Le misure adottate finora non bastano a prevenire in modo duraturo determinate violazioni, spiegano le associazioni in un comunicato congiunto. Per questo il Comune dovrebbe valutare provvedimenti legali e amministrativi. Secondo la loro richiesta, riguarderebbero soltanto i negozi in cui gli episodi si ripetono in modo documentabile.
25 segnalazioni su 8 minimarket
Le associazioni hanno raccolto documenti relativi a 25 denunce o segnalazioni che riguardano 8 attività. In 17 casi si sarebbero verificate recidive.

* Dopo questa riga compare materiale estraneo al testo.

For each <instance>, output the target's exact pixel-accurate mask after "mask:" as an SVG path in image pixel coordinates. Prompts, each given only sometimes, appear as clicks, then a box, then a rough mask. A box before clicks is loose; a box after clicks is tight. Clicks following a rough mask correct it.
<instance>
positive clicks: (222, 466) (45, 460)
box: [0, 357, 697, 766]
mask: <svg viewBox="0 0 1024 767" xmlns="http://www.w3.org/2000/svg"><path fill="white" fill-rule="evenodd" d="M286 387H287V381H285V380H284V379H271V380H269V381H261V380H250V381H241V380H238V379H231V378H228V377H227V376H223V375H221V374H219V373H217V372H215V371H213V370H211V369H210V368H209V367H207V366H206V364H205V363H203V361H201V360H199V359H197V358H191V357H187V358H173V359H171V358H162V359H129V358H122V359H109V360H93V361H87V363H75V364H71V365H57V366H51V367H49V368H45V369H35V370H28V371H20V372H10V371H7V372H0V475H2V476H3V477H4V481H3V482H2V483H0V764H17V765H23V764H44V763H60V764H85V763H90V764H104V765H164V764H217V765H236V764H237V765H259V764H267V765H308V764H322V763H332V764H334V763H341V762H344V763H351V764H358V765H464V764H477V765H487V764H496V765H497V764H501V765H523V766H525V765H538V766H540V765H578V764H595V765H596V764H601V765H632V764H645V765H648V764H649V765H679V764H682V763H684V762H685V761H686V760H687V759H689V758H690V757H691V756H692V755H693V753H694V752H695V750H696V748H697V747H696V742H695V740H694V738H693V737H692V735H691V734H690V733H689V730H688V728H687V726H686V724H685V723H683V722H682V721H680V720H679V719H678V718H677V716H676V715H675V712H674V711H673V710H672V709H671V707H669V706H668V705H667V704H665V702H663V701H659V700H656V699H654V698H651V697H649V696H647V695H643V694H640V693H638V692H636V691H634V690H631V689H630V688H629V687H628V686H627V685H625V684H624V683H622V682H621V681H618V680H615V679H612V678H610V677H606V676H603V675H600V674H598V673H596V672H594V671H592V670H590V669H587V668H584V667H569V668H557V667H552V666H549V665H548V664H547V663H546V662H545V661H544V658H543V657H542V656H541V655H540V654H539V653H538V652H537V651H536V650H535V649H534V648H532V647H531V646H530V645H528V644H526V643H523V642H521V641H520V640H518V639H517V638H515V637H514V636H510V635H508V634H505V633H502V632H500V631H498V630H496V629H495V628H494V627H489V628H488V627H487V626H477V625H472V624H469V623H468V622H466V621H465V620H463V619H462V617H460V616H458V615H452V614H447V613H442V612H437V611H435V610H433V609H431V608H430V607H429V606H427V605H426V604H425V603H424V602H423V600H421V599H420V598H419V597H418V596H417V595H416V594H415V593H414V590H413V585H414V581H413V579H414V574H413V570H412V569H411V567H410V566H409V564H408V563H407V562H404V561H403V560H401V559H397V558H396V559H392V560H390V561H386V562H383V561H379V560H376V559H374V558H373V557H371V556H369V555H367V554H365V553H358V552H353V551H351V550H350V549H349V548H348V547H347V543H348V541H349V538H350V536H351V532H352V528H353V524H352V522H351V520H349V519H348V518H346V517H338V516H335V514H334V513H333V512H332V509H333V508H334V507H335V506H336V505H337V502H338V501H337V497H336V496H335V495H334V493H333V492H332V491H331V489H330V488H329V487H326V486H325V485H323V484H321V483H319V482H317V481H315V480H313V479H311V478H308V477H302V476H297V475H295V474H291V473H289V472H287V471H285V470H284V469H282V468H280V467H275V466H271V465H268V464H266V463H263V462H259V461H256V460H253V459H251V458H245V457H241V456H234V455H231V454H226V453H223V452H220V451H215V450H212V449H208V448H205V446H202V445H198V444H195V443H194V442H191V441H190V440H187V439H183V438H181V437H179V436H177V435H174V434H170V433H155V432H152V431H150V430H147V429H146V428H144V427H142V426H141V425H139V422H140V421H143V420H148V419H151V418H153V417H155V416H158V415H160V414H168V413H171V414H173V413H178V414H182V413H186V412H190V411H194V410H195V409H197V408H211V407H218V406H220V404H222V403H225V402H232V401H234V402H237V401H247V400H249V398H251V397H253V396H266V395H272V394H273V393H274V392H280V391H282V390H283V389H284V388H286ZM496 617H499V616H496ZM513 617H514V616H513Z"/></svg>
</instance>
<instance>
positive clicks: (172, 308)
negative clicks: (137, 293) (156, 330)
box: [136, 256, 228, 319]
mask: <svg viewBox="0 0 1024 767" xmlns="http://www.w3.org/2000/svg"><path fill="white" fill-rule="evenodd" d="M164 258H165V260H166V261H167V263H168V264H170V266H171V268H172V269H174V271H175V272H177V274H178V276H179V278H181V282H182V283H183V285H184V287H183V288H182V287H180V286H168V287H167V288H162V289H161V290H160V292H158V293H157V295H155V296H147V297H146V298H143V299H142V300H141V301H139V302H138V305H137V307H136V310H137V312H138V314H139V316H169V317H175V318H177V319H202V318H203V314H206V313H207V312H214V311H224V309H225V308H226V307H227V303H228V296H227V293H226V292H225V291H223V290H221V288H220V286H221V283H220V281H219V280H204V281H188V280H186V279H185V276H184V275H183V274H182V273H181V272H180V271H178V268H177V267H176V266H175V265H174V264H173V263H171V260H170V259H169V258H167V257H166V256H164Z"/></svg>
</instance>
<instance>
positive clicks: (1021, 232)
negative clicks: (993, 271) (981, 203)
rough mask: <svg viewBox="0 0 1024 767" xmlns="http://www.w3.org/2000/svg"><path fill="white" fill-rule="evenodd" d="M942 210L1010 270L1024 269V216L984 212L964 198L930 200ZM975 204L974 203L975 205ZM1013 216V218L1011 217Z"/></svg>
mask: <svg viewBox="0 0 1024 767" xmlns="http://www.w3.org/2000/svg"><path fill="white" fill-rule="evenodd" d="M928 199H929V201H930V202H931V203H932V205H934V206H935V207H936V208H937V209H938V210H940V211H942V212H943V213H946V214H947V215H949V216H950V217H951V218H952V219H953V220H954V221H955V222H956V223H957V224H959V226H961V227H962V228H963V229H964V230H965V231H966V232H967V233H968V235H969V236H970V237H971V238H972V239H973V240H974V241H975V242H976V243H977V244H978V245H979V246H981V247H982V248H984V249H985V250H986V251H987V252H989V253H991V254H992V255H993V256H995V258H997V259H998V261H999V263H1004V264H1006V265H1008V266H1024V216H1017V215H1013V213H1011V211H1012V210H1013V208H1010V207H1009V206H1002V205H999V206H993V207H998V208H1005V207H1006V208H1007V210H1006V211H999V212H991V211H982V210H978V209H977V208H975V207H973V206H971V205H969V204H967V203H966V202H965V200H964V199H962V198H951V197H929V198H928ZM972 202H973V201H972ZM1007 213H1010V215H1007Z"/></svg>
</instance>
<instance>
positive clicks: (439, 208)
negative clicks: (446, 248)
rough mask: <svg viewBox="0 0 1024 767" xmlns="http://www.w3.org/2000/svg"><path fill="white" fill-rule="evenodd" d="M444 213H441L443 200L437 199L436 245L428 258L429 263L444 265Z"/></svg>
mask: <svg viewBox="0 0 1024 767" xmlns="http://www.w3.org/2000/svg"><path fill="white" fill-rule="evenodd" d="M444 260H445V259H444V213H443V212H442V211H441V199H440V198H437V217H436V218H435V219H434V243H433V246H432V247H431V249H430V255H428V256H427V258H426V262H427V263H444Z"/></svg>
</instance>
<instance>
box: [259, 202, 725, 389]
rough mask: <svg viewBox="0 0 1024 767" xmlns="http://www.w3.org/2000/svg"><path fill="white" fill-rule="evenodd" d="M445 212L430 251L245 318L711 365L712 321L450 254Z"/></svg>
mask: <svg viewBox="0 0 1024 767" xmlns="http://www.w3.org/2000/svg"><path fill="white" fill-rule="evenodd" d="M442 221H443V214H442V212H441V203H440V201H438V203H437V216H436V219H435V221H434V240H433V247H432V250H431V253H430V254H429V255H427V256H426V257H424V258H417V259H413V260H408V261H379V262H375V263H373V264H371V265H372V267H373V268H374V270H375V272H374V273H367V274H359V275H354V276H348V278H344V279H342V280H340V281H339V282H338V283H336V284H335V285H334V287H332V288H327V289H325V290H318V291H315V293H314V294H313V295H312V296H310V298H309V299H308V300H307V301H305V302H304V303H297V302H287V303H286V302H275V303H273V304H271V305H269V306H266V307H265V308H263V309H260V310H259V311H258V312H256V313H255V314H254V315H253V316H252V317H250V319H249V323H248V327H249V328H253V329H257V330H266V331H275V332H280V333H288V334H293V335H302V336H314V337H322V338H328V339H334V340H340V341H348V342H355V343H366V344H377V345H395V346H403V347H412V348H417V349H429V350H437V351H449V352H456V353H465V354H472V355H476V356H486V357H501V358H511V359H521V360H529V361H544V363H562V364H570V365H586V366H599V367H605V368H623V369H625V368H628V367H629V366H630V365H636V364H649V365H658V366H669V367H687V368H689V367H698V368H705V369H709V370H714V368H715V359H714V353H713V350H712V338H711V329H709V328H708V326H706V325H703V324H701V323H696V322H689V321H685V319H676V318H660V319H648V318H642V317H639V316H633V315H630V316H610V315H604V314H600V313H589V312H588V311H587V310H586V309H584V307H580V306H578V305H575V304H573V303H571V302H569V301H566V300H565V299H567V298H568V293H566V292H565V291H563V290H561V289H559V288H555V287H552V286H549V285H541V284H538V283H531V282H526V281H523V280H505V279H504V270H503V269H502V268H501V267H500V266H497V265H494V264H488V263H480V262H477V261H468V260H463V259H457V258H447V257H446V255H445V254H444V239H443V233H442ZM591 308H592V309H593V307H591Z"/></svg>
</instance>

Al Passeig Marítim di Maiorca, secondo il rapporto, alcuni negozi compaiono fino a 4 volte. Per Pere Garau, la documentazione include inoltre un'indagine privata: in 5 supermercati sarebbero stati registrati acquisti di birra dopo la mezzanotte.
L'orario di chiusura solo come possibile modello
Come riferimento, le associazioni indicano un orario di chiusura dalle 21.30 alle 08.00. Questa disposizione è già in vigore come modello per determinate zone o attività commerciali. Non chiedono però un divieto generale di vendita di alcol a Palma.
Il Comune dovrebbe inoltre valutare altre limitazioni orarie consentite dalla legge, purché efficaci e proporzionate.